I don't recommend T-Mobile. I have used it in Minneapolis, New Haven, Pittsburgh, Chicago, NYC and driving between all those places. The only thing good about it is that my dad pays for it. The service tends to drop, its awful indoors, and you can't get existing-customer service in the stores, you have to do it all on the phone, which is a major yuck factor for me.

The only cell phone service in Pittsburgh that ever seemed worth the money to me was Verizon. The boys from New England got it bc the other companies didn't really serve Vermont and Maine 5 years ago, and they really do have the best reception/coverage. Also, you can get a Verizon hardware problem dealt with in-store, as well as plan changes and such.

Here at CSSI the Operations Manager recently did a bunch of research on cell phone service (we have 20+ Nextels) because our contract was coming up to be renewed.

Overall, Verizon and US Cellular had the best combination of service coverage, reception and customer service. AT&T/Cingular is the worst overall. T-Mobile and Nextel were in the middle somewhere. I think that when someone gets around to dealing with it, we're switching to Verizon now that they have push-to-talk (which the Traffic guys and Bob use a lot) as well as good regular cell service (which is what Proj. Management primarily uses) and sexy camera phones (which are the best thing EVER for on-site stuff, especially troubleshooting... I had a really good 2nd Lead on Forum) if Bob gets up off his wallet.

About the phone-trash problem... You can donate your old phone to social service-type agencies that give them to people in abusive relationship, and the phone companies donate the phone service. That's what my family does with old phones (we upgrade all at once on the family plan), although its also good to keep a spare handset around, that works with your current provider, just in case you are working on a barge in the river.

Anonymous said...

I just did the buy a phone/plan thing for my grandmother....

T-Mobile looked like it had acrappy coverage area....but I can't speak from experience with them

I've always had Verizon in PGH and its worked well for me. Also. another factor to consider is what service provider the people you talk to most have because a lot of places have the free calling to people within your provider now. Also, I think all the different service providers ask you if you want to keep your number when you are purchasing online. However, I'm not sure about amazon...

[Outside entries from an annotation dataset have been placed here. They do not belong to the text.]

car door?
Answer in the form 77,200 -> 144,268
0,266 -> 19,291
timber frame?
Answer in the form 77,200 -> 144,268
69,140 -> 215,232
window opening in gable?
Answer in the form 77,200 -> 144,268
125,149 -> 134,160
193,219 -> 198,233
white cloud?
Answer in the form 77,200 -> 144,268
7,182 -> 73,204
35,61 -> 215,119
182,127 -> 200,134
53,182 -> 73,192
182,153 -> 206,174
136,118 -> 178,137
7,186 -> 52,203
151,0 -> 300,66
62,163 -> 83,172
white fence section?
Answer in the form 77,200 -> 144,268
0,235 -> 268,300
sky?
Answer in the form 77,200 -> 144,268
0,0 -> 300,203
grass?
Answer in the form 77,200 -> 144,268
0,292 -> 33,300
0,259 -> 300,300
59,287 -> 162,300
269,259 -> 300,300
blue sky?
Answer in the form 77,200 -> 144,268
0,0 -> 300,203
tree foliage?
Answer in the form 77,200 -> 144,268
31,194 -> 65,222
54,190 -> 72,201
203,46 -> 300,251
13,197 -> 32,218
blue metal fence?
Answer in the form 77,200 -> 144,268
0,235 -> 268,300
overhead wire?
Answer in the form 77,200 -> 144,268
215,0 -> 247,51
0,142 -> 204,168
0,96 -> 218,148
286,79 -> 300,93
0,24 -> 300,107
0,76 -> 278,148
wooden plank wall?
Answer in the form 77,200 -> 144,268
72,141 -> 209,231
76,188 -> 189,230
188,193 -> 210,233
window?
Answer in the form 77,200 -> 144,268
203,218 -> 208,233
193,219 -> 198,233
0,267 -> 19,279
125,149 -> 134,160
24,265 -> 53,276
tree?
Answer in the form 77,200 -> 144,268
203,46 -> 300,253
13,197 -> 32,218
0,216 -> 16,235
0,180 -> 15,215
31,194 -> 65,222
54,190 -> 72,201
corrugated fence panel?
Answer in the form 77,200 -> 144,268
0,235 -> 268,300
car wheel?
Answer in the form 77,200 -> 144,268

As far as phones go...I always just get the one that's free with the plan, so I can't offer a lot of insight- but something to keep in mind are the actual dimensions of the phone because I find that most phones are irritatingly small now - particularly for people with bad eyesight (ie my grandmother). Also, I'd stay away from Kyocera because I've had some fairly ridiculously bad experiences with my Kyocera phone.